Personal information
- Full name: Matthew Shir
- Born: 12 September 1981 (age 44)
- Original team: Benalla / Murray Bushrangers
- Draft: 83rd, 1999 National Draft
- Height: 184 cm (6 ft 0 in)
- Weight: 83 kg (183 lb)

Playing career^{1}
- Years: Club / Games (Goals)
- 2001–2002: Adelaide / 11 (1)
- 2003: Richmond / 00 (0)
- Total:  / 11 (1)
- ^{1} Playing statistics correct to the end of 2003.

= Matthew Shir =

Australian rules footballer

Matthew Shir (born 12 September 1981) is an Australian rules footballer who played with the Adelaide Football Club in the Australian Football League (AFL).

Shir, a defender, was drafted by Adelaide from the Murray Bushrangers of the TAC Cup, although he was from Benalla originally. He was hampered by groin injuries during his time in Adelaide. At SANFL level he played for Glenelg.

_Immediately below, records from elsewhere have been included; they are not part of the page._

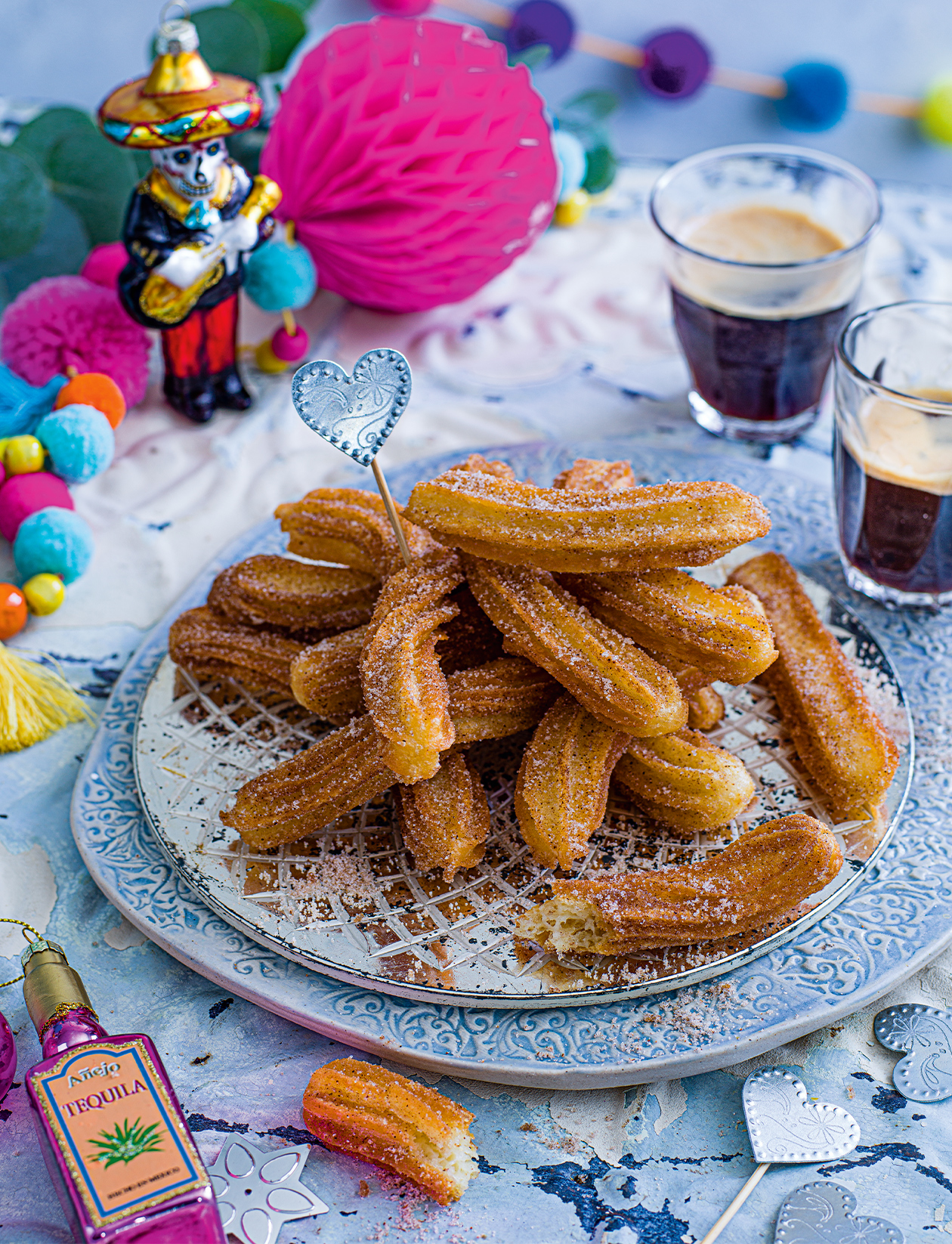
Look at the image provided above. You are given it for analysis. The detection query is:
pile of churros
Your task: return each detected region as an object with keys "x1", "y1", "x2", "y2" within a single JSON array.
[{"x1": 169, "y1": 455, "x2": 898, "y2": 955}]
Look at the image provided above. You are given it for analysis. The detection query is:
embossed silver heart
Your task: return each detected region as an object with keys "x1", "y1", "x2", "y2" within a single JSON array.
[
  {"x1": 873, "y1": 1003, "x2": 952, "y2": 1101},
  {"x1": 291, "y1": 350, "x2": 411, "y2": 466},
  {"x1": 743, "y1": 1067, "x2": 860, "y2": 1162},
  {"x1": 774, "y1": 1183, "x2": 904, "y2": 1244}
]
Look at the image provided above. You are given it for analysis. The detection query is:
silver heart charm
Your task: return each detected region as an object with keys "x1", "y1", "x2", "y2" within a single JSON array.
[
  {"x1": 743, "y1": 1067, "x2": 860, "y2": 1162},
  {"x1": 291, "y1": 350, "x2": 411, "y2": 466},
  {"x1": 774, "y1": 1183, "x2": 904, "y2": 1244},
  {"x1": 873, "y1": 1003, "x2": 952, "y2": 1101}
]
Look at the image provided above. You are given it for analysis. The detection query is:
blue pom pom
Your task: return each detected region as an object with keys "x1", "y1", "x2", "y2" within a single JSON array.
[
  {"x1": 245, "y1": 235, "x2": 317, "y2": 311},
  {"x1": 774, "y1": 61, "x2": 850, "y2": 133},
  {"x1": 14, "y1": 505, "x2": 92, "y2": 583},
  {"x1": 36, "y1": 402, "x2": 116, "y2": 484},
  {"x1": 552, "y1": 129, "x2": 585, "y2": 203}
]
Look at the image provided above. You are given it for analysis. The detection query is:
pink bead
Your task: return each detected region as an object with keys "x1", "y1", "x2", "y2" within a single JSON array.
[
  {"x1": 0, "y1": 470, "x2": 73, "y2": 543},
  {"x1": 271, "y1": 325, "x2": 310, "y2": 364}
]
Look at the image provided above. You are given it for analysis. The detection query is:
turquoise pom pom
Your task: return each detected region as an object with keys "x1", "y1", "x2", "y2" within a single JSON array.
[
  {"x1": 36, "y1": 402, "x2": 116, "y2": 484},
  {"x1": 14, "y1": 505, "x2": 94, "y2": 583},
  {"x1": 774, "y1": 61, "x2": 850, "y2": 133},
  {"x1": 552, "y1": 129, "x2": 585, "y2": 203},
  {"x1": 245, "y1": 234, "x2": 317, "y2": 311}
]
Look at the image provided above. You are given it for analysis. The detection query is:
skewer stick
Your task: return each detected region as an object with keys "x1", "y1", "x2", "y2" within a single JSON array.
[
  {"x1": 371, "y1": 458, "x2": 411, "y2": 566},
  {"x1": 700, "y1": 1162, "x2": 771, "y2": 1244}
]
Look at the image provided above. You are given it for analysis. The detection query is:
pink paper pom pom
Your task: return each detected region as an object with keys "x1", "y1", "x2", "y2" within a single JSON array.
[
  {"x1": 0, "y1": 276, "x2": 150, "y2": 406},
  {"x1": 79, "y1": 241, "x2": 129, "y2": 290},
  {"x1": 261, "y1": 17, "x2": 559, "y2": 311}
]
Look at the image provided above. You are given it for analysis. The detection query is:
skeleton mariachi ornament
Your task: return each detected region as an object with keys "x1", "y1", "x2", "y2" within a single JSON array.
[{"x1": 100, "y1": 20, "x2": 281, "y2": 423}]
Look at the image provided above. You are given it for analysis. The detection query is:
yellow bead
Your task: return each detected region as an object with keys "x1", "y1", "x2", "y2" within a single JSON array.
[
  {"x1": 255, "y1": 337, "x2": 287, "y2": 376},
  {"x1": 555, "y1": 190, "x2": 591, "y2": 225},
  {"x1": 4, "y1": 437, "x2": 46, "y2": 475},
  {"x1": 919, "y1": 79, "x2": 952, "y2": 146},
  {"x1": 23, "y1": 574, "x2": 66, "y2": 617}
]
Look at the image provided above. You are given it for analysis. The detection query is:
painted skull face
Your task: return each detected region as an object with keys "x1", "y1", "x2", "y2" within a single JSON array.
[{"x1": 152, "y1": 138, "x2": 227, "y2": 199}]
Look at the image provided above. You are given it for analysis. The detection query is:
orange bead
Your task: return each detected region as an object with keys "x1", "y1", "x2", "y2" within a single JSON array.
[
  {"x1": 54, "y1": 372, "x2": 125, "y2": 428},
  {"x1": 0, "y1": 583, "x2": 26, "y2": 639}
]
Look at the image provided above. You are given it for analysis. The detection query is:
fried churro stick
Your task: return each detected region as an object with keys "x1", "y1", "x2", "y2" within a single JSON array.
[
  {"x1": 615, "y1": 729, "x2": 754, "y2": 831},
  {"x1": 552, "y1": 458, "x2": 638, "y2": 493},
  {"x1": 304, "y1": 1059, "x2": 477, "y2": 1205},
  {"x1": 404, "y1": 470, "x2": 771, "y2": 574},
  {"x1": 168, "y1": 606, "x2": 304, "y2": 692},
  {"x1": 560, "y1": 570, "x2": 777, "y2": 685},
  {"x1": 291, "y1": 626, "x2": 367, "y2": 726},
  {"x1": 361, "y1": 549, "x2": 463, "y2": 785},
  {"x1": 447, "y1": 657, "x2": 562, "y2": 743},
  {"x1": 515, "y1": 695, "x2": 629, "y2": 868},
  {"x1": 221, "y1": 716, "x2": 397, "y2": 851},
  {"x1": 463, "y1": 555, "x2": 687, "y2": 738},
  {"x1": 731, "y1": 552, "x2": 898, "y2": 820},
  {"x1": 274, "y1": 487, "x2": 437, "y2": 578},
  {"x1": 394, "y1": 751, "x2": 489, "y2": 883},
  {"x1": 518, "y1": 813, "x2": 842, "y2": 954},
  {"x1": 208, "y1": 553, "x2": 379, "y2": 634}
]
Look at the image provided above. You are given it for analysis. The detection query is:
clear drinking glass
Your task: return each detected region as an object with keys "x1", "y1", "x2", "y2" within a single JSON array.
[
  {"x1": 651, "y1": 143, "x2": 881, "y2": 444},
  {"x1": 834, "y1": 302, "x2": 952, "y2": 606}
]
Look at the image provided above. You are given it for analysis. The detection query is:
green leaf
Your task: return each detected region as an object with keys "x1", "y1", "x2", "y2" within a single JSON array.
[
  {"x1": 0, "y1": 147, "x2": 50, "y2": 258},
  {"x1": 11, "y1": 108, "x2": 96, "y2": 172},
  {"x1": 231, "y1": 0, "x2": 308, "y2": 73},
  {"x1": 48, "y1": 132, "x2": 138, "y2": 246}
]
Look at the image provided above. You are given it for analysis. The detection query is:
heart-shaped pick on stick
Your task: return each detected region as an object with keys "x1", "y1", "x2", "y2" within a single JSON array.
[
  {"x1": 873, "y1": 1003, "x2": 952, "y2": 1101},
  {"x1": 743, "y1": 1067, "x2": 860, "y2": 1162},
  {"x1": 774, "y1": 1183, "x2": 904, "y2": 1244},
  {"x1": 291, "y1": 350, "x2": 411, "y2": 466}
]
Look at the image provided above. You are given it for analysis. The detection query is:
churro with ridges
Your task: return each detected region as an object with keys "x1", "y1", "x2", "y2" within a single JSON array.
[
  {"x1": 514, "y1": 695, "x2": 629, "y2": 870},
  {"x1": 518, "y1": 813, "x2": 842, "y2": 954},
  {"x1": 404, "y1": 470, "x2": 771, "y2": 574},
  {"x1": 463, "y1": 555, "x2": 687, "y2": 736},
  {"x1": 731, "y1": 552, "x2": 898, "y2": 820}
]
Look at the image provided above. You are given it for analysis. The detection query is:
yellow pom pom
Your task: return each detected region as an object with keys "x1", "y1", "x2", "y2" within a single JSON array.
[
  {"x1": 554, "y1": 190, "x2": 591, "y2": 225},
  {"x1": 255, "y1": 337, "x2": 287, "y2": 376},
  {"x1": 4, "y1": 437, "x2": 46, "y2": 475},
  {"x1": 919, "y1": 79, "x2": 952, "y2": 144},
  {"x1": 23, "y1": 574, "x2": 66, "y2": 617}
]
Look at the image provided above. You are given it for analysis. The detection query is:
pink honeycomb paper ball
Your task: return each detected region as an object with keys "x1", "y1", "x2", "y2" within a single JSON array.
[{"x1": 261, "y1": 17, "x2": 559, "y2": 312}]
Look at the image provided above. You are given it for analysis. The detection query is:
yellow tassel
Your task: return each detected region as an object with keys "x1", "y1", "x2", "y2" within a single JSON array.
[{"x1": 0, "y1": 643, "x2": 92, "y2": 751}]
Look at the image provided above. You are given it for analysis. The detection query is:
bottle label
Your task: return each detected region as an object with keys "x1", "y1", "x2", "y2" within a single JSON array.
[{"x1": 32, "y1": 1038, "x2": 208, "y2": 1227}]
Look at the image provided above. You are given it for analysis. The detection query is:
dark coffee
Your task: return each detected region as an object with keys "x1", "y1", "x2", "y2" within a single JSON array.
[
  {"x1": 671, "y1": 289, "x2": 850, "y2": 420},
  {"x1": 834, "y1": 427, "x2": 952, "y2": 596}
]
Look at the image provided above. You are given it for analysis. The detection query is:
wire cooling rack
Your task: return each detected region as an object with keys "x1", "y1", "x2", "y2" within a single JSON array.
[{"x1": 134, "y1": 583, "x2": 910, "y2": 1007}]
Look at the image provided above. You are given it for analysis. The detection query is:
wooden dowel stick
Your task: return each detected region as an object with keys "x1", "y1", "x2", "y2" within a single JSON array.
[
  {"x1": 700, "y1": 1162, "x2": 771, "y2": 1244},
  {"x1": 371, "y1": 458, "x2": 411, "y2": 565}
]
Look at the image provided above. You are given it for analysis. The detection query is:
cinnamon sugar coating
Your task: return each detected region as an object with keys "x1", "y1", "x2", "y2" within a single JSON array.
[
  {"x1": 731, "y1": 552, "x2": 898, "y2": 820},
  {"x1": 518, "y1": 813, "x2": 842, "y2": 954}
]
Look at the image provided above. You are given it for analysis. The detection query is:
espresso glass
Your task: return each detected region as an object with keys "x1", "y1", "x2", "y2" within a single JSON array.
[
  {"x1": 834, "y1": 302, "x2": 952, "y2": 607},
  {"x1": 651, "y1": 143, "x2": 881, "y2": 444}
]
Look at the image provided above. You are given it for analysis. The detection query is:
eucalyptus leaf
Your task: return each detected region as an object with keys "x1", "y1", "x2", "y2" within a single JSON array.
[{"x1": 0, "y1": 147, "x2": 50, "y2": 258}]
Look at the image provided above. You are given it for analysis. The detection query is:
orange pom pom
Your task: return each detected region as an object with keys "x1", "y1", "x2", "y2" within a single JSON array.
[
  {"x1": 54, "y1": 372, "x2": 125, "y2": 428},
  {"x1": 0, "y1": 583, "x2": 26, "y2": 639}
]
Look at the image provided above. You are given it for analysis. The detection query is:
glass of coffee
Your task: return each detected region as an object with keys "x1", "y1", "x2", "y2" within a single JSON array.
[
  {"x1": 651, "y1": 143, "x2": 881, "y2": 444},
  {"x1": 834, "y1": 302, "x2": 952, "y2": 606}
]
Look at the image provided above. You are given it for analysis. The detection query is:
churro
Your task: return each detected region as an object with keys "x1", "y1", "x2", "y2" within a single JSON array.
[
  {"x1": 518, "y1": 813, "x2": 842, "y2": 954},
  {"x1": 463, "y1": 555, "x2": 687, "y2": 736},
  {"x1": 304, "y1": 1059, "x2": 478, "y2": 1205},
  {"x1": 404, "y1": 469, "x2": 771, "y2": 574},
  {"x1": 515, "y1": 695, "x2": 629, "y2": 870},
  {"x1": 615, "y1": 729, "x2": 754, "y2": 831},
  {"x1": 731, "y1": 552, "x2": 898, "y2": 820}
]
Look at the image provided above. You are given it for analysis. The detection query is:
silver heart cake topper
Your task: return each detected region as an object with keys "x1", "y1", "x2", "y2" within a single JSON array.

Richmond secured him in the 2002 Rookie Draft, but he did not make any senior league appearances.

From 2004 to 2009 he played as a midfielder for Wodonga in the Ovens & Murray Football League. He won three club best and fairest awards and was a member of a premiership team in his first season, winning the O&MFL medal for best on ground in the 2004 grand final.

He made his way to Queensland in 2010 to play with Aspley.